Garzia Simone, Scarpolini Martino Andrea, Mazzoli Marilena, Capellini Katia, Monteleone Angelo, Cademartiri Filippo, Positano Vincenzo, Celi Simona
BioCardioLab, UOC Bioingegneria, Fondazione Toscana G Monasterio, Via Aurelia Sud, Massa, 54100, Italy; Department of Information Engineering, University of Pisa, Via Caruso, Pisa, 56122, Italy.
BioCardioLab, UOC Bioingegneria, Fondazione Toscana G Monasterio, Via Aurelia Sud, Massa, 54100, Italy; Department of Industrial Engineering, University of Rome "Tor Vergata", Via del Politecnico, Roma, 00133, Italy.
Comput Methods Programs Biomed. 2023 Dec;242:107790. doi: 10.1016/j.cmpb.2023.107790. Epub 2023 Sep 6.
Phase contrast magnetic resonance imaging (4D flow MRI) is an imaging technique able to provide blood velocity in vivo and morphological information. This capability has been used to study mainly the hemodynamics of large vessels, such as the thoracic aorta. However, the segmentation of 4D flow MRI data is a complex and time-consuming task. In recent years, neural networks have shown great accuracy in segmentation tasks if large datasets are provided. Unfortunately, in the context of 4D flow MRI, the availability of these data is limited due to its recent adoption in clinical settings. In this study, we propose a pipeline for generating synthetic thoracic aorta phase contrast magnetic resonance angiography (PC) to expand the limited dataset of patient-specific PC images, ultimately improving the accuracy of the neural network segmentation even with a small real dataset.
The pipeline involves several steps. First, a statistical shape model is used to synthesize new artificial geometries to improve data numerosity and variability. Secondly, computational fluid dynamics simulations are employed to simulate the velocity fields and, finally, after a downsampling and a signal-to-noise and velocity limit adjustment in both frequency and spatial domains, volumes are obtained using the PC formula. These synthesized volumes are used in combination with real-world data to train a 3D U-Net neural network. Different settings of real and synthetic data are tested.
Incorporating synthetic data into the training set significantly improved the segmentation performance compared to using only real data. The experiments with synthetic data achieved a DICE score (DS) value of 0.83 and a better target reconstruction with respect to the case with only real data (DS = 0.65).
The proposed pipeline demonstrated the ability to increase the dataset in terms of numerosity and variability and to improve the segmentation accuracy for the thoracic aorta using PC.
相位对比磁共振成像(4D流动MRI)是一种能够在体内提供血流速度和形态学信息的成像技术。这种能力主要用于研究大血管的血流动力学,如胸主动脉。然而,4D流动MRI数据的分割是一项复杂且耗时的任务。近年来,如果提供大型数据集,神经网络在分割任务中表现出了很高的准确性。不幸的是,在4D流动MRI的背景下,由于其在临床环境中的应用较新,这些数据的可用性有限。在本研究中,我们提出了一种用于生成合成胸主动脉相位对比磁共振血管造影(PC)的流程,以扩展特定患者PC图像的有限数据集,最终即使在真实数据集较小的情况下也能提高神经网络分割的准确性。

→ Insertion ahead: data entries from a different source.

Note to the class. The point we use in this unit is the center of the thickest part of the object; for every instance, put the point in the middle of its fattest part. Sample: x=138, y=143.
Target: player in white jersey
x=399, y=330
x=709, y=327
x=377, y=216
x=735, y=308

该流程包括几个步骤。首先,使用统计形状模型合成新的人工几何形状,以提高数据数量和变异性。其次,采用计算流体动力学模拟来模拟速度场,最后,在进行降采样以及在频率和空间域中调整信噪比和速度限制后,使用PC公式获得体积数据。这些合成体积数据与实际数据结合使用,以训练3D U-Net神经网络。测试了不同的真实数据和合成数据设置。
与仅使用真实数据相比,将合成数据纳入训练集显著提高了分割性能。使用合成数据的实验获得了0.83的DICE分数(DS)值,相对于仅使用真实数据的情况(DS = 0.65),目标重建效果更好。
所提出的流程证明了能够在数量和变异性方面增加数据集,并提高使用PC对胸主动脉的分割准确性。